The head of zoology at NUI Galway has co-authored a new study which examined the differences in octopuses skin.
Professor Louise Allcockt found octopuses from deeper in the ocean had warty skin, compared to their shallower smooth-skinned counterparts.
DNA sequences revealed they were the same species, despite looking so different.
The study was led by The Field Museum of Natural History in Chicago, and has been published in the international journal Bulletin of Marine Science.
Deep beneath the ocean’s surface, surprisingly cute warty pink octopuses creep along the seafloor. But not all these octopuses look alike.
Some have massive warts, while others appear nearly smooth-skinned.
Scientists were not sure if these octopuses were even members of the same species, and they did not know how to explain the differences in the animals’ looks.
But in this new study, scientists cracked the case: the deeper in the ocean the octopuses live, the bumpier their skin and the smaller their bodies.
DNA revealed that even though the octopuses looked different, they were the same species.
Professor Allcock, who analysed the DNA data, said: "We really weren't sure what the DNA would tell us.
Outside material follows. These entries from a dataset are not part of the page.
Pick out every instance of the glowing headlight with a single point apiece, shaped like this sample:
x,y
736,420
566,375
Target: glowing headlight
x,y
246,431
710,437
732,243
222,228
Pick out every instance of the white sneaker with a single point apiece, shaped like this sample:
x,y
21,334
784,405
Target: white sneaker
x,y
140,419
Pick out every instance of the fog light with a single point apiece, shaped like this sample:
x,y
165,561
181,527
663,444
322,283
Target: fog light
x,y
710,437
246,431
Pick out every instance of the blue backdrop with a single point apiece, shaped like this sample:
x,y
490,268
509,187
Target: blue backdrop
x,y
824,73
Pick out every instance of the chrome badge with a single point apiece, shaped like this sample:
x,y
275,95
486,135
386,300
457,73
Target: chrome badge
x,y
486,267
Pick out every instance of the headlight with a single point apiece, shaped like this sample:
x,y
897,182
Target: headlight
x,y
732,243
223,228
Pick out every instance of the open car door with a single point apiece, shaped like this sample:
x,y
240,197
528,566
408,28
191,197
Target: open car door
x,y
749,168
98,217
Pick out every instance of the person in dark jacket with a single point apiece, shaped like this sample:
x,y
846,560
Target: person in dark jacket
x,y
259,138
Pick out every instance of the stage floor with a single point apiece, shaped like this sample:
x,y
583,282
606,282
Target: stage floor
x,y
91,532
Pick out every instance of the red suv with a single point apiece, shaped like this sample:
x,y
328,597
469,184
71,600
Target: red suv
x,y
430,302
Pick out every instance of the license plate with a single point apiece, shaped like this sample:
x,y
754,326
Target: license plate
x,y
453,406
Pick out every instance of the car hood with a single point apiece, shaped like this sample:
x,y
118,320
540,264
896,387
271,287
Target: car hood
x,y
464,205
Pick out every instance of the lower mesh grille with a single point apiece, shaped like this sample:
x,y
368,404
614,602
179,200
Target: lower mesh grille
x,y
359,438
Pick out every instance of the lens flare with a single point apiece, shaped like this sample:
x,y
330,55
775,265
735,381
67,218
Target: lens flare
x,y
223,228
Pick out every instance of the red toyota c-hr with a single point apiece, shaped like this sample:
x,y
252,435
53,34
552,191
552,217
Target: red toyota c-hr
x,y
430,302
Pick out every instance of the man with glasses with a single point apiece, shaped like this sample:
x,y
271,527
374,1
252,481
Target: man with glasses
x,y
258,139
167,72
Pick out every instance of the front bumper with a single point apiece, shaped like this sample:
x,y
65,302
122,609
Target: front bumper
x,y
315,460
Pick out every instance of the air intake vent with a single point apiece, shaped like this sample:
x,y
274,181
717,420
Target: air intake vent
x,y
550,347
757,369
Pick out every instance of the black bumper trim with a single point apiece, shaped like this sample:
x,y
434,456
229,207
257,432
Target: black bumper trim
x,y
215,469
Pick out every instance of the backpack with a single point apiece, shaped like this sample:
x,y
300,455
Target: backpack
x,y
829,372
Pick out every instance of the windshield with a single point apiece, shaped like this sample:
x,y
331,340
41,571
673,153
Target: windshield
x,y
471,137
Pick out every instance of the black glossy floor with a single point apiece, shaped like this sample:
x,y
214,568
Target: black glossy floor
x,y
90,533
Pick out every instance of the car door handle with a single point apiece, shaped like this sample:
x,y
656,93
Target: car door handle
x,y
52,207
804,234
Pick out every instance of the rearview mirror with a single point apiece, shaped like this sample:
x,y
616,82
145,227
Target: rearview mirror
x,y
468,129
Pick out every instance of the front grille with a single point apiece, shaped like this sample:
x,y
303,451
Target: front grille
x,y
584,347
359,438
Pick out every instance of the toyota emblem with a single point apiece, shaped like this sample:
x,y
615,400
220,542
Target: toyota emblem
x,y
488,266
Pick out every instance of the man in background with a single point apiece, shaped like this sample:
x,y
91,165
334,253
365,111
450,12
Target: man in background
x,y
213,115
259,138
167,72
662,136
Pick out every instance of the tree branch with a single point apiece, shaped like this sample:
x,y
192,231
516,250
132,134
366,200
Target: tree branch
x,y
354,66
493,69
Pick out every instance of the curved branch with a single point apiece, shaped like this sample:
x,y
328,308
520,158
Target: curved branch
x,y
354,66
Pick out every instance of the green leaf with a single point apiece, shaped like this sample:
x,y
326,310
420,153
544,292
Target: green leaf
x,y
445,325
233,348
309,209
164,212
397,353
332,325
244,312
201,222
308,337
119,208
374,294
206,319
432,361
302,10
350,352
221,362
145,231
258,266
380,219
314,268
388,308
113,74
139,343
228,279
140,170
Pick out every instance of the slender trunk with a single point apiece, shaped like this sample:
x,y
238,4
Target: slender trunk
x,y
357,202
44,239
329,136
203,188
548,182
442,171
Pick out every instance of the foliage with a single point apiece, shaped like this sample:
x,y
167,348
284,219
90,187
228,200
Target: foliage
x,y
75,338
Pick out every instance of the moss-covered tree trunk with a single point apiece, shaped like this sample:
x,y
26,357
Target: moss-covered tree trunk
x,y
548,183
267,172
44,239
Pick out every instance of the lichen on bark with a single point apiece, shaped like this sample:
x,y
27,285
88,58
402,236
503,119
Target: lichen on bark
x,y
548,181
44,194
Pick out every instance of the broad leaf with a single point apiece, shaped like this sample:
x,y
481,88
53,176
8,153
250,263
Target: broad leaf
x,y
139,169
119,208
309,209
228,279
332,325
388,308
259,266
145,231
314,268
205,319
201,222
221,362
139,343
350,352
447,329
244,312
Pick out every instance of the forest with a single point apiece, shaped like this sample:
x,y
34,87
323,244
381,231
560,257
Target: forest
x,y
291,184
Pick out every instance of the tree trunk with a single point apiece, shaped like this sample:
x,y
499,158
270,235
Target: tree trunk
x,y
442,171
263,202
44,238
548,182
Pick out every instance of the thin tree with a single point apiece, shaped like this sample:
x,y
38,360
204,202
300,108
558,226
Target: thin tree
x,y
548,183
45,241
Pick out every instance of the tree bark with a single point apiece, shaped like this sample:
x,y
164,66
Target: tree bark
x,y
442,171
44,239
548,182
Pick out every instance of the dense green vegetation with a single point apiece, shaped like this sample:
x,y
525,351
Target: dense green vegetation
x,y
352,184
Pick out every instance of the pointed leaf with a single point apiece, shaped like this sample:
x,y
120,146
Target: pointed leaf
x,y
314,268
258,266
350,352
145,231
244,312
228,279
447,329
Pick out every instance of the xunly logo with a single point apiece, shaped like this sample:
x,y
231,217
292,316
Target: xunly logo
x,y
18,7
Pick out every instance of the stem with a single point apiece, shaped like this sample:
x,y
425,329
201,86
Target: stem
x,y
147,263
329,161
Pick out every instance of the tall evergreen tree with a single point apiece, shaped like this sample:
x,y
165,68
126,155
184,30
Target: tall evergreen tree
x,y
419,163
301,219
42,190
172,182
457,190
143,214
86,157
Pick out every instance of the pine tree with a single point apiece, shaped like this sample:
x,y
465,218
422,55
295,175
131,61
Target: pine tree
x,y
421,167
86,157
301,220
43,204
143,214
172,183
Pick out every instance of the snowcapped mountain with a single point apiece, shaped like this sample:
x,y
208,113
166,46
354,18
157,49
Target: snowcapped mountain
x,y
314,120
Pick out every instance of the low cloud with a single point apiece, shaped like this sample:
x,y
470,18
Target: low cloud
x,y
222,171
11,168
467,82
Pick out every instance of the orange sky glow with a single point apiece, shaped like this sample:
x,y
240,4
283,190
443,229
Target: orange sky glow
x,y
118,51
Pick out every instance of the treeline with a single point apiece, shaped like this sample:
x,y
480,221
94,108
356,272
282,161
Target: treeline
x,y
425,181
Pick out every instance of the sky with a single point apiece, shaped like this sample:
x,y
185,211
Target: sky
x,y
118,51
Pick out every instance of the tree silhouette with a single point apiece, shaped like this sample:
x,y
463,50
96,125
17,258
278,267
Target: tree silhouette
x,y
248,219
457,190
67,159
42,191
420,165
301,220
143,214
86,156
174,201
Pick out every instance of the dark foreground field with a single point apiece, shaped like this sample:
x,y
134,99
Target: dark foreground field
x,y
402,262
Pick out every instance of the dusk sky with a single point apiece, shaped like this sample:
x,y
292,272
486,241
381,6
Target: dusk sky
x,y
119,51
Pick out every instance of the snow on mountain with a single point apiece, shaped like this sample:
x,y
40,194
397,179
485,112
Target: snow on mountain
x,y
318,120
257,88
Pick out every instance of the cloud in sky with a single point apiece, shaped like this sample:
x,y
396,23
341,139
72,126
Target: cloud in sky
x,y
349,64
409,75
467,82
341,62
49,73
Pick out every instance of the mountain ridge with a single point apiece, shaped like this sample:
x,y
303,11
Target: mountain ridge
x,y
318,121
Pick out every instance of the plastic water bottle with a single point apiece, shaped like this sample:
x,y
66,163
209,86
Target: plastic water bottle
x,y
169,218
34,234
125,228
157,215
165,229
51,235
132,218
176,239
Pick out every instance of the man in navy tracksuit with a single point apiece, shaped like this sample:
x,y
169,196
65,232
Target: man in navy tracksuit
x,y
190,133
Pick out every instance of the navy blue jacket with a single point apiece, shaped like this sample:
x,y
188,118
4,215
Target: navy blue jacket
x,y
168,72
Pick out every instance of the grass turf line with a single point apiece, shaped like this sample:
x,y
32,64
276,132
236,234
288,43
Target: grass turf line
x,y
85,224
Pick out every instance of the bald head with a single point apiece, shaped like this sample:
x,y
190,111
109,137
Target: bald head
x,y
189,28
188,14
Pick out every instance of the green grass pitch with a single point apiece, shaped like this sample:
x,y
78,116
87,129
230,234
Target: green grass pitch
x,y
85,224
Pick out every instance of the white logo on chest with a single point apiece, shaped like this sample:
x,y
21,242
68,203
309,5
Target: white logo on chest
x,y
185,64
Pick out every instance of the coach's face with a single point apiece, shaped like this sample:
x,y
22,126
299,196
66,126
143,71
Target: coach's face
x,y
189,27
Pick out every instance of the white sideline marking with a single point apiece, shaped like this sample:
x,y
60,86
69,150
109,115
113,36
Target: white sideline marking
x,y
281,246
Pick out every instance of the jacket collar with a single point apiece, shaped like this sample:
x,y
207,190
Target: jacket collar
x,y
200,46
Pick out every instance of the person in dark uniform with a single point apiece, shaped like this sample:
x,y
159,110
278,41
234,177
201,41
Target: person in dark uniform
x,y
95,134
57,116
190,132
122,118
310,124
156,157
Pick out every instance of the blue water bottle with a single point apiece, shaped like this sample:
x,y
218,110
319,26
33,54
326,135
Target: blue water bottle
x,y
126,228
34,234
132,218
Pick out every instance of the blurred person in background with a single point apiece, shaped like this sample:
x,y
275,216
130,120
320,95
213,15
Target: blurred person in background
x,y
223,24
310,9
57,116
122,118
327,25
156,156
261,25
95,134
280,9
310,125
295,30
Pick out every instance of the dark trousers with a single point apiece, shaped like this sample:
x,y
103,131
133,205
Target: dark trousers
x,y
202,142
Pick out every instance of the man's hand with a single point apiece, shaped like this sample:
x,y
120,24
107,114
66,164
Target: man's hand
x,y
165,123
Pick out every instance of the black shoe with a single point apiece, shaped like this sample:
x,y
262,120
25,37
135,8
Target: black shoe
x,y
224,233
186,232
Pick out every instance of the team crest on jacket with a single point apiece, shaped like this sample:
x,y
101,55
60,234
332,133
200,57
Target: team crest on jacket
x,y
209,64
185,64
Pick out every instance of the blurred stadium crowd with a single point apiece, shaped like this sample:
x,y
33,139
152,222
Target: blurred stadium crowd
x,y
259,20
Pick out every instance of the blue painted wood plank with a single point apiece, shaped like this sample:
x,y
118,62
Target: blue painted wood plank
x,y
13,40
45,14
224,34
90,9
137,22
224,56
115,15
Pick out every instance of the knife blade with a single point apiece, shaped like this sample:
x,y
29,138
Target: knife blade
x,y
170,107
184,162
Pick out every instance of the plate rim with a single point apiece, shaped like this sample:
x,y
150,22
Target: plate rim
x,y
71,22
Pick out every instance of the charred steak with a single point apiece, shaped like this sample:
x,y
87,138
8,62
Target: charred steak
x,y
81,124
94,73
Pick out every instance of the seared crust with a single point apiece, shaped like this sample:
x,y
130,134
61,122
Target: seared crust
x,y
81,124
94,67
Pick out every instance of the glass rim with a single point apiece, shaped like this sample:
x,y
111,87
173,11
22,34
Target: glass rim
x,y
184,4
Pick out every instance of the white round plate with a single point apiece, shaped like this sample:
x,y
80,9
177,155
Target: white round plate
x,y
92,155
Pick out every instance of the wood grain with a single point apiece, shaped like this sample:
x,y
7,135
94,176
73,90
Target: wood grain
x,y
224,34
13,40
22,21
"Warty octopuses occur throughout the deep oceans of most of the world, including all the way down to the Antarctic, and there are real issues in determining the true number of species.
"From many locations we only have one or two specimens, because they live in really inaccessible habitats, so we had very little experience as to how much individuals of any given species might vary."
Lead author Janet Voight, associate curator of zoology at the Field Museum, added: "If I had only two of these animals that looked very different, I would say, 'Well, they’re different species, for sure.'
"But variation inside animal species can sometimes fool you.
"That’s why we need to look at multiple specimens of species to see, does that first reaction based on two specimens make sense?".
To figure out if the smooth and warty octopuses were the same species, the scientists examined 50 specimens that were classified as Graneledone pacifica, the Pacific warty octopus.
Plunging deep into the ocean, a human-occupied submersible vehicle collected some of the octopuses from the northeast Pacific Ocean.
The team also studied specimens loaned from the University of Miami Marine Laboratory and the California Academy of Sciences.
They looked at specimens from up and down the Pacific, from as far north as Washington State to as far south as Monterey, California - and from depths ranging from 3,660 feet to more than 9,000 feet below the ocean’s surface.
The researchers counted the number of warts in a line across each octopus’s back and its head and the number of suckers on their arms.
They found that the octopuses from deeper in the ocean looked different from their shallower counterparts.
The deep-sea specimens were smaller, with fewer arm suckers, and - most noticeably - bumpier skin than those from shallower depths.
They found the animals’ appearances changed according to how deep they live.
Ms Voight thinks that these octopuses usually eat creatures from the sediment on the ocean floor, passing food from sucker to sucker and then crushing their prey like popcorn.
"There’s less food as you get deeper in the ocean. So these animals have to work harder to find food to eat.
"And that means at the end of their lives, they’ll be smaller than animals who have more food.
"If you’re a female who’s going to lay eggs at the end of your life, maybe your eggs will be smaller".